OAS 'agrees to let Cuba rejoin'

News from Cuba | Wednesday, 3 June 2009

Foreign ministers of the Organization of American States have voted to lift Cuba's suspension, apparently paving the way for it to rejoin the group.

Cuba was suspended from the 34-member OAS in 1962 over its "incompatible" adherence to Marxism-Leninism.

The US secretary of state, who left Honduras before the vote, had urged democratic reforms as a condition.

The move came hours after former president Fidel Castro again said Cuba had no interest in rejoining the OAS.

Ecuador's Foreign Minister, Fander Falconi, said the decision was made "without conditions" but that it set mechanisms for Cuba's return including its agreement to comply with OAS conventions on human rights and other issues.

Clarifying terms

The group's foreign ministers and ambassadors, who met in San Pedro Sula, Honduras, were expected to clarify the terms of their agreement in the coming hours.

Immediately following the announcement, Honduran President Manuel Zelaya said: "The Cold War has ended this day in San Pedro Sula."

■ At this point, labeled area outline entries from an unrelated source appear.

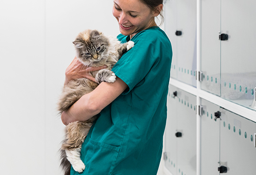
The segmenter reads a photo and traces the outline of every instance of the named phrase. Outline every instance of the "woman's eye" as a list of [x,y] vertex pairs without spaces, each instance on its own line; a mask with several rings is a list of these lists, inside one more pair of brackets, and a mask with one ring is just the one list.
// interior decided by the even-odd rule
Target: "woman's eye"
[[99,51],[99,50],[100,50],[100,47],[99,47],[98,48],[96,49],[96,51]]
[[118,10],[118,11],[120,11],[122,10],[121,9],[117,8],[116,6],[115,6],[115,8],[116,10]]
[[134,15],[132,15],[132,14],[131,14],[130,13],[130,16],[131,16],[133,18],[136,18],[136,17],[137,17],[137,15],[135,15],[135,16],[134,16]]

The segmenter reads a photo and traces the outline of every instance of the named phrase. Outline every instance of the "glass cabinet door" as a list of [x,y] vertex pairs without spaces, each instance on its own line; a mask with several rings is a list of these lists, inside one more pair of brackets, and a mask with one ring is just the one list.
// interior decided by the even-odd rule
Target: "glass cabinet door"
[[177,79],[196,86],[196,0],[177,0]]
[[177,28],[177,0],[167,0],[164,6],[164,31],[171,41],[172,49],[171,77],[175,79],[177,79],[177,36],[175,35]]
[[166,154],[165,166],[173,175],[176,175],[177,169],[177,137],[175,136],[177,127],[177,103],[178,99],[173,97],[173,92],[177,88],[169,86],[167,96],[167,120],[165,131],[165,152]]
[[[250,108],[256,87],[256,1],[221,2],[221,96]],[[256,108],[252,108],[256,109]]]
[[177,130],[177,171],[178,175],[196,174],[196,114],[195,96],[178,91]]
[[224,109],[221,110],[220,166],[227,175],[255,175],[256,124]]
[[201,175],[218,175],[220,160],[220,119],[214,120],[214,113],[220,107],[201,99],[203,106],[201,117]]
[[201,70],[202,89],[220,96],[220,0],[201,2]]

The news came as former Cuban leader Fidel Castro reiterated that Cuba had no desire to rejoin.

Writing in state newspapers on Wednesday, he said the OAS should not exist and historically had "opened the doors to the Trojan horse" of the US to "wreak havoc in Latin America".

US Secretary of State Hillary Clinton left Honduras before the final vote, saying the organisation had been unable to reach consensus on Cuba.

While the US looked forward to Cuba rejoining the group eventually, she said on the first day of the summit, "membership in the OAS must come with responsibilities".

"It's not about reliving the past," she added. "It's about the future and being true to the founding principles of this organisation."

Many Latin American countries have pushed to readmit Cuba without preconditions, but the US wants Havana to undertake democratic reforms as a condition of re-admission.

Since taking office, President Barack Obama has sought to ease tension between the US and Cuba, including ending restrictions on Cuban-Americans visiting and sending money to relatives.

Washington and Havana have also agreed to resume regular talks on migration issues.